Census Bureau produced its first-ever, first-time home buyers report
just as his was in the production stage.
     Raffel and Gi-Yong Yang, a graduate student, mailed surveys to
almost 8,000 households that had purchased homes in New Castle County
in 1988. They received 2,788 responses.
     They found that 31 percent of all home buyers in New Castle
County in 1988 were buying homes for the first time. Of those, half
were between the ages of 20-29, 93 percent were white, 64 percent were
married and 62 percent held white-collar jobs with an average income
level of $42,190. Only 4 percent of the county's first-time home
buyers made below $20,000.
     When compared to the U.S. Census Bureau's newly compiled figures,
New Castle County's first-time home buyers were comparable in age and
marital status, but that's where the similarities end.
     Delaware's first-time home buyers made more money and were less
likely to be black or have children at home than those in the nation.

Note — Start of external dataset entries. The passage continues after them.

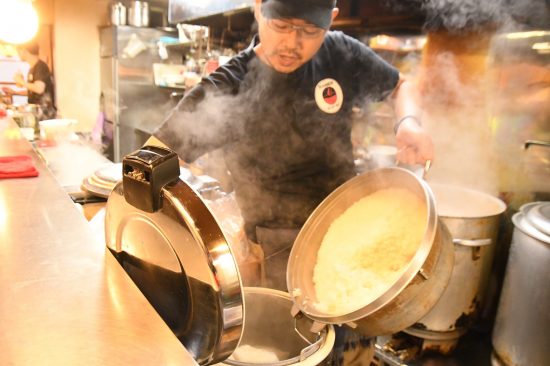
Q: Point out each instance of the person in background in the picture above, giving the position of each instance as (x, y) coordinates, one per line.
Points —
(281, 110)
(39, 82)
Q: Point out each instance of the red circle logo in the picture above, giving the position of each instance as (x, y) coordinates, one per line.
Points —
(329, 95)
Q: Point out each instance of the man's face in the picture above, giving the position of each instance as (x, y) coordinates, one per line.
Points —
(23, 54)
(287, 44)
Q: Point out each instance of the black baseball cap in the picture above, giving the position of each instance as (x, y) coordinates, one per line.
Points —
(316, 12)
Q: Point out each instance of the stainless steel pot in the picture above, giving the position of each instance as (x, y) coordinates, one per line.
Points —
(138, 14)
(118, 14)
(520, 334)
(473, 218)
(277, 338)
(412, 295)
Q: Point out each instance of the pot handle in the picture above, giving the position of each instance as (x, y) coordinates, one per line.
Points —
(472, 242)
(475, 244)
(419, 172)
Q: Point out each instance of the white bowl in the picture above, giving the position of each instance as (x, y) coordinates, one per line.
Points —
(56, 129)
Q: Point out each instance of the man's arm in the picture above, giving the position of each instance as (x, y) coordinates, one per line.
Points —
(37, 86)
(414, 144)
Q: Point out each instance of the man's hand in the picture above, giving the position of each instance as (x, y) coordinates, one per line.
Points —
(414, 145)
(19, 80)
(8, 91)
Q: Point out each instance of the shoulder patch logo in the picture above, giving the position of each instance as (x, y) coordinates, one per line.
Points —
(329, 96)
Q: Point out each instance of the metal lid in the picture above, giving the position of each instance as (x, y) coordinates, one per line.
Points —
(181, 261)
(305, 250)
(534, 220)
(539, 216)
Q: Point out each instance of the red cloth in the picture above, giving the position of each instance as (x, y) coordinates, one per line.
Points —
(20, 166)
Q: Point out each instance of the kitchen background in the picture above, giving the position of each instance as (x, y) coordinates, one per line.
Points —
(483, 69)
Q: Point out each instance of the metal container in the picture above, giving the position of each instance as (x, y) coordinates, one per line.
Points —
(413, 294)
(138, 14)
(277, 338)
(520, 334)
(170, 244)
(118, 14)
(473, 218)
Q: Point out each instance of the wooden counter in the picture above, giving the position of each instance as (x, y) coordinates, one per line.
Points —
(64, 300)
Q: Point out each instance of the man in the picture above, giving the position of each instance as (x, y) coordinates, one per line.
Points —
(281, 111)
(39, 82)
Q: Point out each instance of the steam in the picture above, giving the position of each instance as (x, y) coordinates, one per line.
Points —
(462, 75)
(469, 15)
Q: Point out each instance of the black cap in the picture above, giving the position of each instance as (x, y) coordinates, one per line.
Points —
(316, 12)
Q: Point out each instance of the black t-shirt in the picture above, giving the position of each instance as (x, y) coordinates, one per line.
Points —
(41, 72)
(286, 137)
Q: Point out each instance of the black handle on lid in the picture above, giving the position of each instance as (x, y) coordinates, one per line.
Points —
(145, 172)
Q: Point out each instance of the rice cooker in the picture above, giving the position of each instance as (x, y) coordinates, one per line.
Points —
(170, 244)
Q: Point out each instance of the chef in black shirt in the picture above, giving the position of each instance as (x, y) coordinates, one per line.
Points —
(281, 110)
(39, 82)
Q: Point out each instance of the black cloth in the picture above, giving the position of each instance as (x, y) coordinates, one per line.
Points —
(284, 153)
(41, 72)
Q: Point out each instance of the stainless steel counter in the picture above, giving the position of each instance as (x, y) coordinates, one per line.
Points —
(64, 300)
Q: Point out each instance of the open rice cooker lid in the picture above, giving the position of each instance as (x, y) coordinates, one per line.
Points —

Nationally, 19 percent of first-time home buyers make under $20,000,
while in Delaware that figure is 4 percent.
     All of that being true, the report states that "63 percent of the
households in New Castle County could not afford a median-priced home
and 47 percent could not afford the least-expensive, new construction.
Of total households, 38 percent could not afford a $20,000 mobile home
or a $420 per month rent. The affordability issue is expected to
continue unless the gap between wages and housing costs is lessened."

     The average sale price of a home purchased by a first-time buyer
in New Castle County was $75,858. First-time buyers were more likely
to purchase less spacious, attached and multiple family dwellings in
the city of Wilmington or New Castle areas and were less likely to be
as satisfied with their homes or locations.
     Based on data compiled by the University's Bureau of Business and
Economic Research, the report concludes that, despite the economic
growth Delaware experienced in the 1980s, real income for New Castle
County residents declined 10 percent. For renters, the loss in buying
power was 25 percent, partially as a result of rent increases. That
loss of buying power, coupled with a 45 percent hike in the value of
owner-occupied housing, has just about priced many first-time buyers
out of the market.
     "Renters who might become first-time home buyers have become
increasingly less able to afford the transition to home ownership. The
affordability gap is clearly increasing," the survey concludes.